Hemp has always been of the land. So too have been the tribes across the American continents who tended and partook of the bounty for millennia. After a little interruption called colonization, it’s time to put hands back in the dirt, at scale. So believe the people of the Shinnecock Indian Nation.

Having fought through spiritual repression, enslavement and the stealing of ancestral lands, this tribe in New York state has found that modern cannabis production is the perfect complement to traditional herbal wisdom. 

I spoke with my new pal, CMO of the company Shinnecock Hemp Growers, Rainbow Chavis, by phone this week to help me understand the connections between Indegenous traditions and the modern world of commercial cannabis and hemp.

“So things that grow around us just in the wild, you know, honeysuckle or red raspberry, or we have sassafras, mugwort and comfrey and burdock, [all herbs] that naturally grow here—to know what to do with them and what they will help you with, that was a big part of our upbringing,” Rainbow said.

It makes one wonder, now that cannabis and hemp are being legalized in various ways across the country, why the Indigenous wisdom of the people of the lands we live on hasn’t been used to the common benefit before. That is to say, imagine if cannabis production was first legalized on tribal reservations rather than gambling. Afterall, one has its roots in the spirit and land of American Indians, and one has its roots in the decay and destruction of Indigenous nations.

“You know, our ceremonies were banned,” Rainbow reminded me. “Not too long ago, [native people were] thrown in jail for practicing any kind of spiritual ceremony.”

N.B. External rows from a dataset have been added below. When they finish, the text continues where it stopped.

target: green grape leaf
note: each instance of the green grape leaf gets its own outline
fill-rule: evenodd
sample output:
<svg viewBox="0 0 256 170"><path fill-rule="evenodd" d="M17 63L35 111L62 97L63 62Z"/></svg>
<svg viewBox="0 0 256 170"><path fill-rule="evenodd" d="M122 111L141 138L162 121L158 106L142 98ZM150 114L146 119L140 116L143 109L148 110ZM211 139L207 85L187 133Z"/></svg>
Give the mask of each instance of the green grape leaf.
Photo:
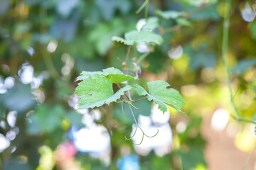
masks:
<svg viewBox="0 0 256 170"><path fill-rule="evenodd" d="M183 18L178 18L176 21L177 23L181 26L186 26L186 27L192 26L191 23L189 21L188 21L187 19L185 19Z"/></svg>
<svg viewBox="0 0 256 170"><path fill-rule="evenodd" d="M150 31L132 30L126 33L124 38L126 40L133 40L136 44L148 42L161 45L164 41L160 35Z"/></svg>
<svg viewBox="0 0 256 170"><path fill-rule="evenodd" d="M152 31L138 30L132 30L127 33L124 35L124 39L114 36L112 37L112 40L120 42L128 45L144 42L161 45L164 41L163 38L159 35L157 35Z"/></svg>
<svg viewBox="0 0 256 170"><path fill-rule="evenodd" d="M113 83L119 83L125 81L136 80L137 78L129 75L124 74L119 69L110 67L105 69L102 72L82 72L81 74L78 76L76 81L86 79L89 77L93 77L95 74L100 74L109 77Z"/></svg>
<svg viewBox="0 0 256 170"><path fill-rule="evenodd" d="M151 31L159 26L159 19L157 17L149 17L146 22L146 24L142 27L142 30Z"/></svg>
<svg viewBox="0 0 256 170"><path fill-rule="evenodd" d="M130 86L127 86L114 94L112 84L113 81L110 78L100 74L94 74L78 83L75 91L80 98L78 109L109 105L119 98L125 91L132 89Z"/></svg>
<svg viewBox="0 0 256 170"><path fill-rule="evenodd" d="M176 19L178 17L183 16L184 12L179 12L176 11L161 11L160 10L156 11L156 14L163 17L164 19Z"/></svg>
<svg viewBox="0 0 256 170"><path fill-rule="evenodd" d="M170 84L164 81L155 81L147 83L149 93L141 86L135 84L135 91L139 96L147 95L149 101L154 101L159 105L159 108L164 113L167 111L165 104L170 106L184 115L186 114L181 110L181 106L185 104L184 99L174 89L169 88Z"/></svg>
<svg viewBox="0 0 256 170"><path fill-rule="evenodd" d="M112 38L112 40L113 41L120 42L122 42L122 43L123 43L124 45L133 45L133 44L134 44L133 40L124 40L122 38L117 37L117 36L113 36Z"/></svg>
<svg viewBox="0 0 256 170"><path fill-rule="evenodd" d="M256 121L256 112L255 112L255 115L253 116L252 120L253 120L254 122Z"/></svg>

As Rainbow paraphrased it: “‘If we make their medicines controlled substances [then it’s] going to be harder for them to get it or to carry it, or to grow it, or to anything.’”

With a little historical context, it starts to become clear why cannabis, the spiritual medicine especially in use by Western and Central American Indegenous peoples, was made very illegal. Classified as a Schedule One drug to remind you, dear reader. Most illegal. Peyote was more traditional for tribes in the Shinnecock area, as mushrooms were in the Northwest, but of course these days cannabis is used spiritually across the world.

Legalization made it possible for people curious about the spiritual side to openly find out more than was possible when the threat of jail loomed.

Members of the tribe, like Rainbow, who had the understanding of growing conditions for local flora saw the opportunity to build an industry from the wisdom of their ancestors.

“Of course no one wants to give land back to the natives, especially out here [in the Hamptons] because we live in a very, very high price area with a lot of wealthy people,” said Rainbow. “The land is really worth a lot of money,” as much as $1 billion, according to a New York Times estimate. 

The tribe has been successful in buying back some of the ancestral lands that had been illegally sold when a 1,000 year lease to the tribe was broken by the state of New York in 1859. By playing the game of capitalism—because we all have to, right?—tribes around the country have found ways to rebuild their culture. For the Shinnecock, looking west to Oakland and the justice-focused work of Oaksterdam University provided a way to match the know-how of the tribe’s people with the burgeoning cannabis and hemp industries.

“I did both of the [Oaksterdam] courses in the business of cannabis and the horticulture of cannabis … all online,” Rainbow told me. “[I]t was a great experience, and I loved Oaksterdam. And I learned so much, and I’m so appreciative of their whole school.” The nascent Shinnecock Hemp Growers was proclaimed the best business plan in their cohort, she told me. 

“We call that top of the class,” I said.

 “Yep, top of the class,” she laughed. “We were very proud of that.”